Malaysian firm Top Glove, the world's biggest latex glove maker, was charged Tuesday with providing poor housing for its workers after thousands were infected in a coronavirus outbreak last year.
The company's profits and stock price surged last year when countries worldwide rushed to buy protective gear as the Covid-19 pandemic intensified.
But more than 5,000 migrant workers, mainly from South Asia, who make gloves at its factories were infected when the virus surged through their dormitories -- where dozens typically share a room.
The outbreak prompted Top Glove to temporarily close over half its Malaysian factories, triggering warnings of delivery delays and rising prices.
On Tuesday, it was hit with 10 counts of failing to provide certified accommodation for its workers in the northwestern city of Ipoh, state news agency Bernama reported.
Such certification from labour officials is required under laws related to providing workers with a decent standard of housing.

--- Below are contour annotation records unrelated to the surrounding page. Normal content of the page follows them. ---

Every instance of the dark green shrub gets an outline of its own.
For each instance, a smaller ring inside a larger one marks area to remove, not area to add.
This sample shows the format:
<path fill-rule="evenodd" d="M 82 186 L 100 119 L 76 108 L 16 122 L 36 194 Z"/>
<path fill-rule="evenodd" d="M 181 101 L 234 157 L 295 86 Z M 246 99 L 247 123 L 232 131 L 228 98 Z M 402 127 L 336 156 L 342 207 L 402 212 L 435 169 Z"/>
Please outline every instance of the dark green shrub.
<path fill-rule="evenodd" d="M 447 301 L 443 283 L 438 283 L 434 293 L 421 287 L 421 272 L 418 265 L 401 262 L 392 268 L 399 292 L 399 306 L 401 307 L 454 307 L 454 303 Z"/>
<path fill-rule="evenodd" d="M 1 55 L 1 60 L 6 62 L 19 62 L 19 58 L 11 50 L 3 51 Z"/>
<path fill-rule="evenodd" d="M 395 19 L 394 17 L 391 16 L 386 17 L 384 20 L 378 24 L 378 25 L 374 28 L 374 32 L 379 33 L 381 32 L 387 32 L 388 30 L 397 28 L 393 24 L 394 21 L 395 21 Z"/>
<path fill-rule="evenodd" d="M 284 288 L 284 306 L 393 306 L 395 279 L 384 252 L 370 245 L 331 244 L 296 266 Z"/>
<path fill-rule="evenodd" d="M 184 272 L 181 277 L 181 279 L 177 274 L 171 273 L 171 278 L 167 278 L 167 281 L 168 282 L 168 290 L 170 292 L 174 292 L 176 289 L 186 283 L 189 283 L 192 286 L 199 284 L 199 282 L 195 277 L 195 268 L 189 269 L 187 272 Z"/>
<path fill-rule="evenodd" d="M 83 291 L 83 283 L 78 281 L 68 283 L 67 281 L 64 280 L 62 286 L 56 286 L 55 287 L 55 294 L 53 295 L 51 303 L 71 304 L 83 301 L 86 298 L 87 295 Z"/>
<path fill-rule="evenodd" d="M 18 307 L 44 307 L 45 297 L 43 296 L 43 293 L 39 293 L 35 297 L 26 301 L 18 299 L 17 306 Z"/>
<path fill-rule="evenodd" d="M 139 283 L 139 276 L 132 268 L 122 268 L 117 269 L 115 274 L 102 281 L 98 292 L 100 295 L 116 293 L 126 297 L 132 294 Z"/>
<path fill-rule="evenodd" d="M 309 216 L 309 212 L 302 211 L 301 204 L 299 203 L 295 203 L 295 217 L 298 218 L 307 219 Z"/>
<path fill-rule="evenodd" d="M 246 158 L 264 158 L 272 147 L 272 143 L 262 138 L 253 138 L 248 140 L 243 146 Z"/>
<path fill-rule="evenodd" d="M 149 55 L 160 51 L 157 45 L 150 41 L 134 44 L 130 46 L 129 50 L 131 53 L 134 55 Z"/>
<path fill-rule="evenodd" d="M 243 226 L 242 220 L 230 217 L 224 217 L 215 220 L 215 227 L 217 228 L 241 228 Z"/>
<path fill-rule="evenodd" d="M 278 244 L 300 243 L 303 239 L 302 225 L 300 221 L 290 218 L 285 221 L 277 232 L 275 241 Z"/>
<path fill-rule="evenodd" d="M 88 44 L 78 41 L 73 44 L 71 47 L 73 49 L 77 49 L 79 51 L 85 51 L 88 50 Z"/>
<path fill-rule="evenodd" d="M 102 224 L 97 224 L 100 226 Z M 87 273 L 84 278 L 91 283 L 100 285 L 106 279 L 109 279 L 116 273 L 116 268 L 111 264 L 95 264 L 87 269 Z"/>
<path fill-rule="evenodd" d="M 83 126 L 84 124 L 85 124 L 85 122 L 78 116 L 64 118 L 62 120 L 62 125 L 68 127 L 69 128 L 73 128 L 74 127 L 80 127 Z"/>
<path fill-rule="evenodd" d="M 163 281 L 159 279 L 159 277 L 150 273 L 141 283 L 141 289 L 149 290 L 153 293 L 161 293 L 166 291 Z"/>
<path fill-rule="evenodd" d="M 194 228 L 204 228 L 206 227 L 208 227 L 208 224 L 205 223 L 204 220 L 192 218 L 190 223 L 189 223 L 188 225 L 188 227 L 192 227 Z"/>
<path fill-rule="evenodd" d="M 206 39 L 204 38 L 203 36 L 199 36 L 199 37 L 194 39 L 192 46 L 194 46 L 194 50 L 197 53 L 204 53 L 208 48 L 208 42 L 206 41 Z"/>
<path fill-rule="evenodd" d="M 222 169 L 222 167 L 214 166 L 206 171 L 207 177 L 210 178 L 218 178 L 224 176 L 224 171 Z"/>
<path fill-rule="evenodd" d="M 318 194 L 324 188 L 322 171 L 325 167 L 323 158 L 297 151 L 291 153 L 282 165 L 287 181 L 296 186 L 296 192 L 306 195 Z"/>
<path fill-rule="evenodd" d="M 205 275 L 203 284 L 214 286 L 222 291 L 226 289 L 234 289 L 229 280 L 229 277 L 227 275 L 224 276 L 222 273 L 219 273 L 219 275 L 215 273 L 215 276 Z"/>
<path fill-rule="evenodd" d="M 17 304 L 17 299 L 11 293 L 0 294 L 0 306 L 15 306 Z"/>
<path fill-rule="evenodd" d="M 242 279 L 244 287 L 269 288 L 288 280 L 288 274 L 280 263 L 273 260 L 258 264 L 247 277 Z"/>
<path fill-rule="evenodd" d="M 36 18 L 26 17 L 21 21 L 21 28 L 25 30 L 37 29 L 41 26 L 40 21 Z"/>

The charges followed raids on the dormitories in Ipoh in November. Officials also raided workers' accommodation in other parts of the country.
Top Glove, which faces a fine of up to 50,000 ringgit ($12,000) for each count, pleaded not guilty.
The company confirmed the court appearance in a statement and insisted it "remains highly committed to ensuring high-quality welfare, health, working conditions, and living accommodation for its workforce".
The firm -- which has 21,000 staff and can produce over 90 billion gloves a year -- has insisted it is making improvements by spending millions of dollars on new accommodation.
But the scandal has added to growing pressure on Top Glove, already under scrutiny after the United States banned the import of some of its gloves over allegations of forced labour last year.